<社説>日本復帰48年 基地なき沖縄へ歩み続く

48年前のきょう、沖縄は日本に復帰した。

米統治下の27年の間に戦後復興から取り残された経済の遅れを取り戻そうと、これまで5次にわたる沖縄振興計画の下で社会資本の整備や産業振興策が実施され、生活水準は向上してきた。
当初は本土との格差是正が目標だったが、近年は国内屈指の成長力で、アジアへの懸け橋として日本経済のけん引役を目指すまでになった。

一方で、県民生活を圧迫する米軍基地の存在は、復帰から48年を経ても何も変わっていない。
国土面積の0・6%の沖縄に、全国の米軍専用施設面積の70%が集中する。米軍機の墜落や部品落下がたびたび起きている。
普天間飛行場から大量の泡消火剤が流出した事故のように、基地から派生する環境汚染も深刻だ。
過重な基地負担は減らないばかりか、中国をにらんだ前線基地として沖縄を要塞化する危険な動きが進む。

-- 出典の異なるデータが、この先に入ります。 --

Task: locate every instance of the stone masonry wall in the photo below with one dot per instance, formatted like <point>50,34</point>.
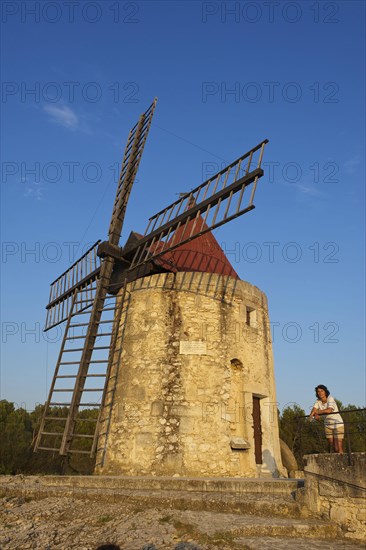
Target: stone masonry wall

名護市辺野古への新基地建設だけではない。伊江島補助飛行場内では機能強化を目的に滑走路と離着陸帯の改修が進められている。
自衛隊は防衛力の南西シフトとして、宮古島や八重山諸島への部隊配備を推し進めている。

県民は復帰に際し、米支配からの脱却と、沖縄戦の悲劇を二度と繰り返さない平和の到来を何より願った。
だが、沖縄の民意より日米安保の安定を優先する政治が続き、沖縄の自治は踏みにじられる。

象徴的なのは、新型コロナウイルスの感染防止対策で県が独自の緊急事態を宣言した翌日に、安倍政権が辺野古新基地建設を巡る設計変更を抜き打ち的に県に申請したことだ。
全都道府県が懸命にコロナ対策に取り組んでいるさなかである。国と県の関係は正常な在り方とは程遠い。

政府の強権的な姿勢は、日本社会にはびこる「沖縄ヘイト」を助長してもいる。
ここまで差別的な扱いを受け続けると、帰ることを切望した「祖国」とは何だったのかという失望感にとらわれる。